Is your project a high-risk endeavor? One where the deliverable needs to be as close to perfection as possible upon release? If so, then you might want to consider the spiral project management method.
Boehm’s Project Management Method
In 1986, software engineer Barry Boehm published a paper describing a new, highly iterative project management process that arranges activities in a spiral pattern. This “spiral method” could incorporate elements of waterfall, incremental, prototyping, and other project management methods to fit a project’s risk patterns.
The 4 Spiral Quadrants
Each quadrant of a spiral represents a development phase, namely:
1. Analysis – This is where you determine your objectives, analyze your capabilities and constraints, and, if this isn’t the first spiral loop, explore design changes that would better align the project with your targets.
2. Risk Evaluation – This phase is all about assessing and planning around risk.
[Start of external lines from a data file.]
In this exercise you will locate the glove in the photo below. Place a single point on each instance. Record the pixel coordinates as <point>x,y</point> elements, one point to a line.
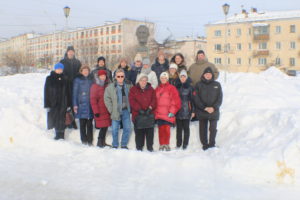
<point>171,115</point>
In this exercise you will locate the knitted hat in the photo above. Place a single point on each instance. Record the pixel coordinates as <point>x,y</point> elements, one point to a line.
<point>183,73</point>
<point>70,48</point>
<point>146,61</point>
<point>101,58</point>
<point>164,74</point>
<point>138,57</point>
<point>59,66</point>
<point>102,72</point>
<point>173,65</point>
<point>140,76</point>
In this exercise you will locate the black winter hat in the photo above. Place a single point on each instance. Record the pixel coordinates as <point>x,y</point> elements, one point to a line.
<point>201,52</point>
<point>101,58</point>
<point>70,48</point>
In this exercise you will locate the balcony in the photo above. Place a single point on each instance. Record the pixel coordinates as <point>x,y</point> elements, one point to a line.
<point>261,53</point>
<point>261,37</point>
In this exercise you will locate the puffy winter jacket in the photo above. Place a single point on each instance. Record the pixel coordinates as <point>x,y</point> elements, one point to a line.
<point>208,94</point>
<point>186,95</point>
<point>81,97</point>
<point>98,106</point>
<point>141,99</point>
<point>168,101</point>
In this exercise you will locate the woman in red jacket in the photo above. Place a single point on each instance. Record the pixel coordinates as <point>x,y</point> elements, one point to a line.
<point>142,101</point>
<point>168,104</point>
<point>101,114</point>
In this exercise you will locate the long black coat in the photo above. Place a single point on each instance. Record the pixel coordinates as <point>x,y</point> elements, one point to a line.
<point>186,95</point>
<point>208,94</point>
<point>71,70</point>
<point>57,99</point>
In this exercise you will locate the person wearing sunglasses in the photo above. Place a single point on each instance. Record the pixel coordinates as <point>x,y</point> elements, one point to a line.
<point>117,103</point>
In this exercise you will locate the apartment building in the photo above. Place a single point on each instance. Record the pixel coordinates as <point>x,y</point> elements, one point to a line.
<point>253,41</point>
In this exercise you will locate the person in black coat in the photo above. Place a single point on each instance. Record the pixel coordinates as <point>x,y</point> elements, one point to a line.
<point>183,116</point>
<point>208,99</point>
<point>71,70</point>
<point>56,100</point>
<point>101,65</point>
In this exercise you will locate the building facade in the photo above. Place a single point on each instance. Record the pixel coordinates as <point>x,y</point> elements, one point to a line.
<point>112,40</point>
<point>256,40</point>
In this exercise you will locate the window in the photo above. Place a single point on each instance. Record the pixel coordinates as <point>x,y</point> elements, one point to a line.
<point>218,47</point>
<point>262,61</point>
<point>292,28</point>
<point>293,45</point>
<point>218,61</point>
<point>218,33</point>
<point>292,62</point>
<point>262,45</point>
<point>238,32</point>
<point>277,61</point>
<point>278,29</point>
<point>278,45</point>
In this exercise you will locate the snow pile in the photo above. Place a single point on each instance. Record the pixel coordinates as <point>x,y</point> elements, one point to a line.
<point>258,157</point>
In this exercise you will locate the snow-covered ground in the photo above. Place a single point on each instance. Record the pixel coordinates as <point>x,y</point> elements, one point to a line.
<point>258,155</point>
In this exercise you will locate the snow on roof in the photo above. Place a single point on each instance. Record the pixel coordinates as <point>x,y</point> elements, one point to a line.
<point>260,16</point>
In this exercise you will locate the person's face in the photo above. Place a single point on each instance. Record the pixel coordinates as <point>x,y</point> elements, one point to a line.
<point>70,54</point>
<point>161,59</point>
<point>201,56</point>
<point>163,80</point>
<point>183,79</point>
<point>59,71</point>
<point>208,76</point>
<point>172,71</point>
<point>138,63</point>
<point>178,60</point>
<point>102,77</point>
<point>120,77</point>
<point>143,82</point>
<point>85,72</point>
<point>101,63</point>
<point>123,64</point>
<point>146,66</point>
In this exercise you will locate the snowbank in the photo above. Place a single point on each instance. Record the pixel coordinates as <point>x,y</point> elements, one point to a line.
<point>258,154</point>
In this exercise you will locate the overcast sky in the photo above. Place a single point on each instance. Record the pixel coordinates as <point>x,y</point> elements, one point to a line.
<point>177,17</point>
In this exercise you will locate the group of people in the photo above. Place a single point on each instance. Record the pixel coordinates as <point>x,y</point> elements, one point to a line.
<point>165,94</point>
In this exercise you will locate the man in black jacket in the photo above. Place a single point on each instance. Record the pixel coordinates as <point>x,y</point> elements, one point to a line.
<point>71,70</point>
<point>208,98</point>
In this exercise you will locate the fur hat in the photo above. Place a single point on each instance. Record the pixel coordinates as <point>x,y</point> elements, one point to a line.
<point>164,74</point>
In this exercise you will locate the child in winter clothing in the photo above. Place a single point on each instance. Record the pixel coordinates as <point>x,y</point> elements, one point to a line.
<point>102,116</point>
<point>81,104</point>
<point>168,103</point>
<point>208,99</point>
<point>57,99</point>
<point>185,89</point>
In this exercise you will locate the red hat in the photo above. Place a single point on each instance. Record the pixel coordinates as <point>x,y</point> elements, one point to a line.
<point>101,72</point>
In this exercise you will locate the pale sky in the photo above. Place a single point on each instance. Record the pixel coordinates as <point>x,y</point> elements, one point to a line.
<point>177,17</point>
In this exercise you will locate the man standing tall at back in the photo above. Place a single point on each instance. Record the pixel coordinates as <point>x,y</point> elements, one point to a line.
<point>196,70</point>
<point>71,70</point>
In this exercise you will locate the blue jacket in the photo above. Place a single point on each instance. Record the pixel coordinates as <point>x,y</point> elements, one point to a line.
<point>81,97</point>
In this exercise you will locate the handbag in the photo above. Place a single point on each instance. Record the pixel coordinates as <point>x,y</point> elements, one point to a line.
<point>69,117</point>
<point>144,119</point>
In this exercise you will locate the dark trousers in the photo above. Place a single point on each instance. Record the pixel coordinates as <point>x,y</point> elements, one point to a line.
<point>141,135</point>
<point>86,131</point>
<point>59,134</point>
<point>182,125</point>
<point>101,137</point>
<point>203,125</point>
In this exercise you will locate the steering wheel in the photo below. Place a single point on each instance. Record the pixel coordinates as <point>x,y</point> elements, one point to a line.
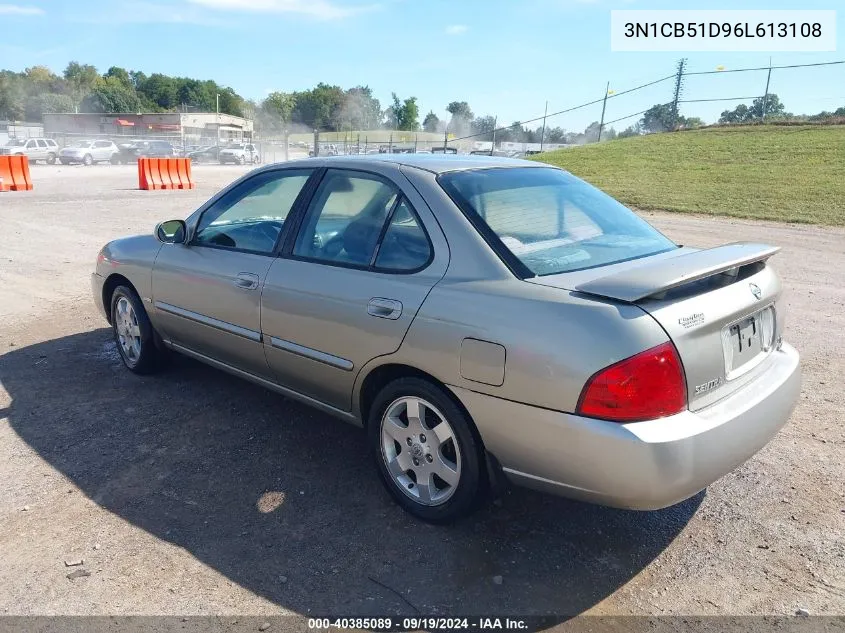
<point>332,248</point>
<point>269,231</point>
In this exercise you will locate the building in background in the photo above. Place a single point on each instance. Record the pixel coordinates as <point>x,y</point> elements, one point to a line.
<point>16,129</point>
<point>195,128</point>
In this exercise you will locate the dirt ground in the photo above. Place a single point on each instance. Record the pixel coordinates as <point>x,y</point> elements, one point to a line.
<point>193,492</point>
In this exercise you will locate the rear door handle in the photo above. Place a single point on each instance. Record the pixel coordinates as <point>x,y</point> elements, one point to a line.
<point>384,308</point>
<point>247,281</point>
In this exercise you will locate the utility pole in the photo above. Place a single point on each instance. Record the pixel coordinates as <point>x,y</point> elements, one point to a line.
<point>679,85</point>
<point>543,133</point>
<point>766,95</point>
<point>603,107</point>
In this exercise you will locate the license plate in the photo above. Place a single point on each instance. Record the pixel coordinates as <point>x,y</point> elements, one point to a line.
<point>743,342</point>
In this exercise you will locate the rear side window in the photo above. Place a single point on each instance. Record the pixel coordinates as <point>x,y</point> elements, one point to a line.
<point>545,221</point>
<point>404,245</point>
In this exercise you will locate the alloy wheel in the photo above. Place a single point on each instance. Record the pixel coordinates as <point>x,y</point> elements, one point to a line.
<point>128,331</point>
<point>419,448</point>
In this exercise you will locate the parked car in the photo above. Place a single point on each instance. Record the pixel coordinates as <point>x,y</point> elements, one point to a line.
<point>35,149</point>
<point>131,152</point>
<point>239,154</point>
<point>87,152</point>
<point>478,318</point>
<point>205,154</point>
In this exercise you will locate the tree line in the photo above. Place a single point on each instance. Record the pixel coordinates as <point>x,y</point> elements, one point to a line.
<point>30,94</point>
<point>36,91</point>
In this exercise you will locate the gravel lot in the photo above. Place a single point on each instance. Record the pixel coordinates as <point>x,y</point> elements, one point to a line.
<point>195,493</point>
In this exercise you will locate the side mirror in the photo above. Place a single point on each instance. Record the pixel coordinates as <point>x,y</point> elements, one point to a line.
<point>171,232</point>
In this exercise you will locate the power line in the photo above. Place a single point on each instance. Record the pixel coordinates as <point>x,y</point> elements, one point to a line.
<point>721,99</point>
<point>745,70</point>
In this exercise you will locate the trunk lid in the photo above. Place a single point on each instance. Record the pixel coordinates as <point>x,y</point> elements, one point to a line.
<point>718,306</point>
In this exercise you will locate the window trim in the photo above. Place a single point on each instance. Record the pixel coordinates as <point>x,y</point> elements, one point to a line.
<point>516,265</point>
<point>511,261</point>
<point>287,251</point>
<point>304,193</point>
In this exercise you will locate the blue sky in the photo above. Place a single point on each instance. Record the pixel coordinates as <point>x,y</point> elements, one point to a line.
<point>506,58</point>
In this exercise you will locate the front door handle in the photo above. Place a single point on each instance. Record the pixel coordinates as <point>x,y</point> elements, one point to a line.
<point>247,281</point>
<point>385,308</point>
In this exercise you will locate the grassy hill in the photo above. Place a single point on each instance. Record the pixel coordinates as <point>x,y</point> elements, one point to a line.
<point>790,174</point>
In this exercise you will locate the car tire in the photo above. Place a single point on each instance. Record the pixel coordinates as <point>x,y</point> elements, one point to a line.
<point>407,449</point>
<point>133,333</point>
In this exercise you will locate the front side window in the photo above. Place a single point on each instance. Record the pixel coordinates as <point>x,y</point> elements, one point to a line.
<point>551,221</point>
<point>251,216</point>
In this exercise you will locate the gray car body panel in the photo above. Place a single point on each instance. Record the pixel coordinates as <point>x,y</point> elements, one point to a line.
<point>516,353</point>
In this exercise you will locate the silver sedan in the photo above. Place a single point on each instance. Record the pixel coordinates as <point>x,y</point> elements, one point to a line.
<point>483,319</point>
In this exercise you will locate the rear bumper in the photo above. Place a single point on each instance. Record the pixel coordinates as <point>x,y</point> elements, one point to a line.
<point>643,465</point>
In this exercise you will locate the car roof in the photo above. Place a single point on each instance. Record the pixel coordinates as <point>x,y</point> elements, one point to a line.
<point>435,163</point>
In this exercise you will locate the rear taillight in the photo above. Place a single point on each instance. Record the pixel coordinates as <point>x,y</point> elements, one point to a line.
<point>643,387</point>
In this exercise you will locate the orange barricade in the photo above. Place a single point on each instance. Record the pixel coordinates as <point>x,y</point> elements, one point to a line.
<point>14,173</point>
<point>165,173</point>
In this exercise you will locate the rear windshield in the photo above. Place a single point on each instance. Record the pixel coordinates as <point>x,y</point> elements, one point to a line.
<point>549,220</point>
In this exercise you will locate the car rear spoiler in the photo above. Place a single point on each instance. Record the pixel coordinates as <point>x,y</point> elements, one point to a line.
<point>652,278</point>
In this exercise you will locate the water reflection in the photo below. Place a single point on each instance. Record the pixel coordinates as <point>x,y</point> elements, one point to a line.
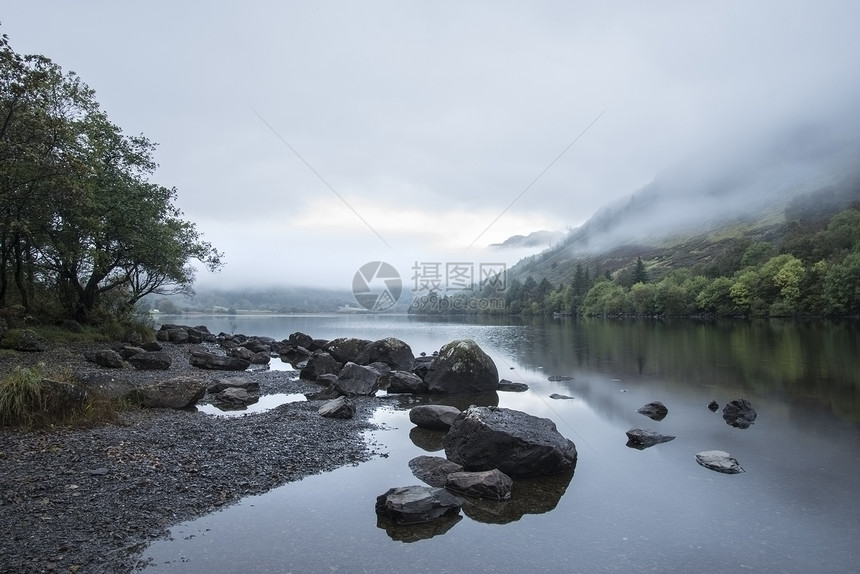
<point>534,495</point>
<point>787,513</point>
<point>415,532</point>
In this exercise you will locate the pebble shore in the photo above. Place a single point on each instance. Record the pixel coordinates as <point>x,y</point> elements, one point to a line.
<point>90,500</point>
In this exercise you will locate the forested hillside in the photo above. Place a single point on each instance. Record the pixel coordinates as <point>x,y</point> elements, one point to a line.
<point>801,260</point>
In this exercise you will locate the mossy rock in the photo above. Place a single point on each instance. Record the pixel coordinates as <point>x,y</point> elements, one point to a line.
<point>25,340</point>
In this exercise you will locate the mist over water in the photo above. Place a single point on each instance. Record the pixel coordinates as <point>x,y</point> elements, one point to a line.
<point>795,509</point>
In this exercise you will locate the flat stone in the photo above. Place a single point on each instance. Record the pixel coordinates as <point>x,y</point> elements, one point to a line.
<point>719,461</point>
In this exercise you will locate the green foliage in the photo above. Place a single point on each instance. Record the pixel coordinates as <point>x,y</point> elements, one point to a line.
<point>79,220</point>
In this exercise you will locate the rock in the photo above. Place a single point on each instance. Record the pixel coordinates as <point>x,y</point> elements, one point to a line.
<point>405,382</point>
<point>655,411</point>
<point>177,335</point>
<point>221,384</point>
<point>240,352</point>
<point>511,387</point>
<point>151,361</point>
<point>339,408</point>
<point>24,340</point>
<point>257,346</point>
<point>320,363</point>
<point>234,397</point>
<point>642,439</point>
<point>346,349</point>
<point>127,351</point>
<point>152,346</point>
<point>108,358</point>
<point>719,461</point>
<point>481,484</point>
<point>739,413</point>
<point>416,504</point>
<point>462,367</point>
<point>433,417</point>
<point>518,444</point>
<point>317,345</point>
<point>433,470</point>
<point>72,326</point>
<point>356,379</point>
<point>326,394</point>
<point>421,366</point>
<point>203,360</point>
<point>106,385</point>
<point>176,393</point>
<point>327,379</point>
<point>299,339</point>
<point>391,351</point>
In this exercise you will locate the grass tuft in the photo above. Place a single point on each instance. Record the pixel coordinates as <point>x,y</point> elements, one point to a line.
<point>29,400</point>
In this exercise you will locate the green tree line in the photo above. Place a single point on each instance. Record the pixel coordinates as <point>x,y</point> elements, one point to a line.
<point>803,273</point>
<point>83,230</point>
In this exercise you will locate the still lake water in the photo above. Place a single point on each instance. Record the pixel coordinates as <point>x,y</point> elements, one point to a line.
<point>795,509</point>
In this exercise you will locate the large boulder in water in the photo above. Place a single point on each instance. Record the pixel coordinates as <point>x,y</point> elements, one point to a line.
<point>391,351</point>
<point>356,379</point>
<point>719,461</point>
<point>517,443</point>
<point>320,363</point>
<point>176,393</point>
<point>462,367</point>
<point>433,417</point>
<point>739,413</point>
<point>346,349</point>
<point>416,504</point>
<point>210,361</point>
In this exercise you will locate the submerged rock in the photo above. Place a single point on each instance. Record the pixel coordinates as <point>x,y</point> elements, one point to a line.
<point>339,408</point>
<point>391,351</point>
<point>518,444</point>
<point>655,411</point>
<point>511,387</point>
<point>151,361</point>
<point>405,382</point>
<point>434,417</point>
<point>492,484</point>
<point>719,461</point>
<point>433,470</point>
<point>642,439</point>
<point>462,367</point>
<point>176,393</point>
<point>739,413</point>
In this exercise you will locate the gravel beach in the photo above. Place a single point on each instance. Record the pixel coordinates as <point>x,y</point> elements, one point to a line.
<point>90,500</point>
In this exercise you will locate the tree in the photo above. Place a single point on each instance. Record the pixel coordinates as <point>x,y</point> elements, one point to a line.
<point>78,214</point>
<point>640,275</point>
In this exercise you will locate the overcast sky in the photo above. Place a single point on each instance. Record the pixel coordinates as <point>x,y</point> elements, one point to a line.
<point>425,120</point>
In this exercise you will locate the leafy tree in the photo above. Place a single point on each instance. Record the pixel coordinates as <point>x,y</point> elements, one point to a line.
<point>842,286</point>
<point>640,275</point>
<point>78,214</point>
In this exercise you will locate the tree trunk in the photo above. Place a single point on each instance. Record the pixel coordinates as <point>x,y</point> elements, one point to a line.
<point>19,273</point>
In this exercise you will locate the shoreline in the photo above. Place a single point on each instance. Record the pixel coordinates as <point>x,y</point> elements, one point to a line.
<point>90,500</point>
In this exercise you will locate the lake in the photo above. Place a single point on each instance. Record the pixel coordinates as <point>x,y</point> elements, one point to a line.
<point>796,508</point>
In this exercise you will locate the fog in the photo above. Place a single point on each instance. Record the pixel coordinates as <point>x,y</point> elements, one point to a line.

You evaluate which options involve the least amount of risk while staying close to the goals defined in quadrant 1, and decide on which approach you should take in quadrant 3.
3. Development and Execution – Here, you proceed with developing the product based on the best matching project management method (whether it’s waterfall, agile, or otherwise). This phase also includes testing.
4. Planning the Next Iteration – This phase reviews the finished product from quadrant 3 and compares it to the current iteration’s stated goals. Any fixes and issues from this iteration need to be resolved before moving on to the next.
After completing a loop at quadrant 4, the process goes back to quadrant 1 for another iteration loop. This continues until the product is finally released.
One of the best things about using the spiral method is the way it manages risk. Every phase and iteration goes through a review process, so you’ll have an easier time monitoring project health. And the process’ iterative nature means that you’ll have a simpler time incorporating changes later on in the project life cycle. This is ideal for highly customized projects, or projects in highly volatile markets.
You should know that the spiral project management method is very costly, both in terms of money and time. The project can get very complex as well, especially in the intermediate stages of the project where you’ll be generating massive amounts of documentation. The spiral method isn’t right for simple or low-risk projects—you’re better off with a simpler model like Agile or waterfall.
Like any other project management method, the spiral method is highly situational. It excels at high-risk, high-budget projects that require lots of customization. The projects can get very complex, but the built-in risk management features can help you mitigate this. This makes the spiral project management method a very specialized, but very effective tool to add to your project management toolbox.